Monday, May. 31, 1943
Challenge
Last week a U.S. Senator from Kentucky assured his name of a footnotelet in the pages of history. He challenged, at a moment of historic decision, the basic Allied strategy of the war, and received an unprecedented reply delivered in person by the Prime Minister of Great Brittain before a joint session of the U.S. Congress.
Senator Albert Benjamin ("Happy") Chandler was answered in such historic fashion because he was not speaking only for himself. The Prime Minister and the Senator both knew that Chandler was speaking for a substantial segment of American opinion when he rose in the Senate to argue that the U.S. should turn its chief present energies against the Jap.

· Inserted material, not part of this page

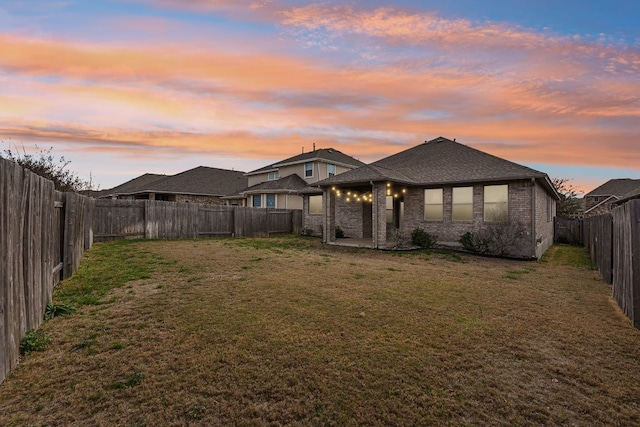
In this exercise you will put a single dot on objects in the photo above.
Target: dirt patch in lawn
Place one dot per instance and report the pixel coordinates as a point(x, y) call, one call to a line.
point(287, 331)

Geography, old hates and fears, and honest military opinion unite the diverse groups who believe the defeat of Japan more urgent and more important than the defeat of Germany. The West Coast faces the Orient. Isolationists still nourish their conviction that the U.S. has no business in Europe's messes, still argue privately that anyway Japan is the only one who has yet attacked us. Anglophobes suspect Britain, Red haters fear Russia. The Hearst press has not forgotten the Yellow Peril. Further, a considerable number of sense-making military officers and civilian observers believe and can show that Japan is more dangerous than many Americans realize.
Happy Chandler voiced their collective sentiments. For three hours fellow Senators gave him close attention as he argued: 1) Japan may become unbeatable if given time to consolidate its vast territorial conquests; 2) China may soon be forced to drop out of the war unless given substantial help; 3) Britain and Russia are both likely to drop out of the war as soon as Germany is finished, leaving the U.S. to fight Japan alone; 4) in that case, the U.S. will be helpless to intervene as its former Allies divide up the world at the peace table; 5) the failure of Britain's 2,000,000-man army in India to oust 60,000 Japs from Burma already indicates Britain's lack of determination.
No one in the ensuing Senate debate was able to refute the arguments of Happy Chandler. But next day the Prime Minister of Great Britain took the rostrum and the task (see col. 2).